I'm a current student of the University of Washington, earning a B.A. in Japanese Linguistics. I have been studying the Japanese language and culture since the age of twelve and I'm very passionate about what I do. I'm knowledgeable in the way social structures and language relate in Japan, and as we go through the study of the language together, you'll get to know some history and culture to further increase your understanding of the context of the Japanese language. I am an avid crafter, linguist, and reader in my spare time: I knit and crochet. I dedicate most of my time to Japanese, but I've dabbled as well in Spanish, French, Portuguese, and Irish Gaelic. I read anything from classic novels to soup cans. I think learning in a subject is never complete, especially when it comes to learning a foreign language. As a student myself, I'm very in tune with the struggles of native English speakers in learning Japanese, and I think it is imperative to open oneself up to learning something new that may be outside of their comfort zone. Through the process of your Japanese learning, we can seek to accomplish skilled comprehension to prepare you for basic reading and conversation for a trip to Japan, or to advance to further levels of classroom learning. I hope to go on and become a secondary teacher of Japanese, and I am very excited to work with you!
Undergraduate Degree: University of Washington - Bachelor in Arts, Japanese Linguistics
SAT Verbal: 720
Learning languages, knitting and crochet, music, arts and crafts, reading
What is your teaching philosophy?
My teaching philosophy is to let students dictate their understanding based upon what they're willing to put into the learning experience. If you put in the time and the dedication, you can learn anything!
What might you do in a typical first session with a student?
In a typical first session, my student and I will go through what they know about the Japanese language. If you have experience in Japanese, we'll go through what you know and figure out where to start honing your skills. If you're brand new to the language, I'll start you on the Japanese survival basics, and we'll build your repertoire from there.
How can you help a student become an independent learner?
I encourage my students not only to learn and understand, but also to apply. Every session we do will increase your understanding of the material, and by the end of it, you will know how to use it efficiently to convey your meaning in Japanese.
How would you help a student stay motivated?
I'm full of a mix of tough love and positive encouragement. When you learn with me, you'll know that I understand the hurdles and the everyday struggle of learning a new language, and I will encourage you to pick yourself up and keep on going for your goals!
If a student has difficulty learning a skill or concept, what would you do?
If my student has difficulty with a concept, we'll practice it based on their unique needs and learning skills. We'll go over it until it's well understood, and we'll practice it until my student is absolutely confident in their ability.
How do you help students who are struggling with reading comprehension?

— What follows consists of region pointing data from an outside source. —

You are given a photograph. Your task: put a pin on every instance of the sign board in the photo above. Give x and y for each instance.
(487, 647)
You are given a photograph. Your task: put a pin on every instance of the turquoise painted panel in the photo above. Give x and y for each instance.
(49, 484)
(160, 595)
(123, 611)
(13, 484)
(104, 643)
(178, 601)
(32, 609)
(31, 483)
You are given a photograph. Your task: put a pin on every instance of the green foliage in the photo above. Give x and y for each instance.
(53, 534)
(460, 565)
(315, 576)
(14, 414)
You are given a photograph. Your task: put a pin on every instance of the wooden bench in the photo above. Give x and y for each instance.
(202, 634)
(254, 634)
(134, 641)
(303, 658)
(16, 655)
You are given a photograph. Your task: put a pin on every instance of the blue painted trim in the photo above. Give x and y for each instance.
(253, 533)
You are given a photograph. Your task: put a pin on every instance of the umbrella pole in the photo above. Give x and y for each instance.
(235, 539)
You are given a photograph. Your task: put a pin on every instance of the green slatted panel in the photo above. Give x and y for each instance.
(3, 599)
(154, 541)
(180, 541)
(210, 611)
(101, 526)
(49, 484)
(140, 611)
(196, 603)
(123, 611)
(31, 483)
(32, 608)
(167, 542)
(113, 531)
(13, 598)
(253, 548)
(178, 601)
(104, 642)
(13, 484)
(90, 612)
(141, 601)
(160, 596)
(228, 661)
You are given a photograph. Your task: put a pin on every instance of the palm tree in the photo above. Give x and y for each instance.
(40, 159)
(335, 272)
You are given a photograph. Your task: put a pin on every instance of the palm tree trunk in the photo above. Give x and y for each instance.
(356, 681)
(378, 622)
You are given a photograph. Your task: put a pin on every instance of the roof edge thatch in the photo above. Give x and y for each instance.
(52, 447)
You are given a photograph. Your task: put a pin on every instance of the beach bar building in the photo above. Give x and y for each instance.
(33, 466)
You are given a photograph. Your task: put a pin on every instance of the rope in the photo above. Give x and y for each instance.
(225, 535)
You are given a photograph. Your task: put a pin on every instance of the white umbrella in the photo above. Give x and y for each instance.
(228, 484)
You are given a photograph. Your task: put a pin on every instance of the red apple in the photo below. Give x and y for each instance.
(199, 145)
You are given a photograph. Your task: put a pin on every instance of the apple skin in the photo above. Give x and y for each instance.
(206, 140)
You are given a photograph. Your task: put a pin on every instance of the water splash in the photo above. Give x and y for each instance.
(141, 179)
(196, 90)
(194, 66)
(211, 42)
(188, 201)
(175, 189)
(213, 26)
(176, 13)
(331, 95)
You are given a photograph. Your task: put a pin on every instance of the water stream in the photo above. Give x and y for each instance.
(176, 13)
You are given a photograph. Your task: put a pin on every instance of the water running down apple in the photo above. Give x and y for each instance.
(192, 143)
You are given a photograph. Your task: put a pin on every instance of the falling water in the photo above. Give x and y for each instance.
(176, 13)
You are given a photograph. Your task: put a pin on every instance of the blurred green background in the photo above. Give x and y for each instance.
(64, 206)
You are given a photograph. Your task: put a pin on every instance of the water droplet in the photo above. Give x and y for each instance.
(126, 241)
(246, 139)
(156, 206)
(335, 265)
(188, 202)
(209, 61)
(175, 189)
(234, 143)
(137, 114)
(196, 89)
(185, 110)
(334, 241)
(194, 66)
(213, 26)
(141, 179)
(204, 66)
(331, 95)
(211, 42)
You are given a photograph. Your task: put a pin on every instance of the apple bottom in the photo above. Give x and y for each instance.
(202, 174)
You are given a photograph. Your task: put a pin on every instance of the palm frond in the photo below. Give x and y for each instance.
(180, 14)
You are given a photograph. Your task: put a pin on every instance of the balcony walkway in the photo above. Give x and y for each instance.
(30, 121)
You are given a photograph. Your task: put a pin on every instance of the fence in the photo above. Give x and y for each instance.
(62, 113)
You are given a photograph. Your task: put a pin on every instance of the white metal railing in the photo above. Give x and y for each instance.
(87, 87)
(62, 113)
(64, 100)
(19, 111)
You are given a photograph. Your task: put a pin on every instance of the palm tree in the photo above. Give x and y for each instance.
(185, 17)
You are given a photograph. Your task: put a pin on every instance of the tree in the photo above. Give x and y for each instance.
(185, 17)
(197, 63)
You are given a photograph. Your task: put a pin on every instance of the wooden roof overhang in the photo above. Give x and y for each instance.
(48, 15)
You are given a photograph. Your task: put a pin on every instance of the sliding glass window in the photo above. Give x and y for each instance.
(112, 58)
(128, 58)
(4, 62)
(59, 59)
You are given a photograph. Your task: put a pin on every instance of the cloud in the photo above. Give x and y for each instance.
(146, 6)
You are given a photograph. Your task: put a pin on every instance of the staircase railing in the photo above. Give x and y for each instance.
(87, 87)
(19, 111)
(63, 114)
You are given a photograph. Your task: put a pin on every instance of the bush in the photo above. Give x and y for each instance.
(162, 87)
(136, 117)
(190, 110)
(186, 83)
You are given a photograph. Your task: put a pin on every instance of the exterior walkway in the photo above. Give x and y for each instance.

I encourage you to be an active thinker. Every time we read something, we'll clarify the meanings until every nuance is understood.
What strategies have you found to be most successful when you start to work with a student?
I find that teachers and tutors who can relate to their student's struggles and learning experience are the best match. I know the everyday challenges of being a student in Japanese very intimately, so approaching problems in the student's perspective helps overall understanding most effectively.
How would you help a student get excited/engaged with a subject that they are struggling in?
My students get to learn what they want to learn. Curious about how to say something? We'll learn it. Curious about culture? We'll cover it. Curious about structure? We'll go through it until you can do it confidently on your own.
What techniques would you use to be sure that a student understands the material?
I ask lots of questions, and I encourage questions whenever there's confusion. We'll cover material until you understand it completely.
How do you build a student's confidence in a subject?
Conversation, writing, reading, and practice, practice, practice.
How do you evaluate a student's needs?
I take into consideration all student input about their feelings on their progress. I'll always review what we've covered at the beginning of the next session, and I'll test your skills at the end of sessions too.
How do you adapt your tutoring to the student's needs?
I'm a good listener, and providing a comfortable learning environment is my #1 priority. If you don't understand something, I'll show you new perspectives until you do.
What types of materials do you typically use during a tutoring session?
I use student textbooks and class materials first and foremost, to match their curriculum in classes. However, if a student is learning on their own, I use many resources available, including material I've compiled on my own, electronic dictionaries, and good old fashioned paper and pencil. If you have no textbook or set class curriculum, all I recommend is a basic Japanese dictionary, whether digital or in print. The one thing I do not accept is Google Translate!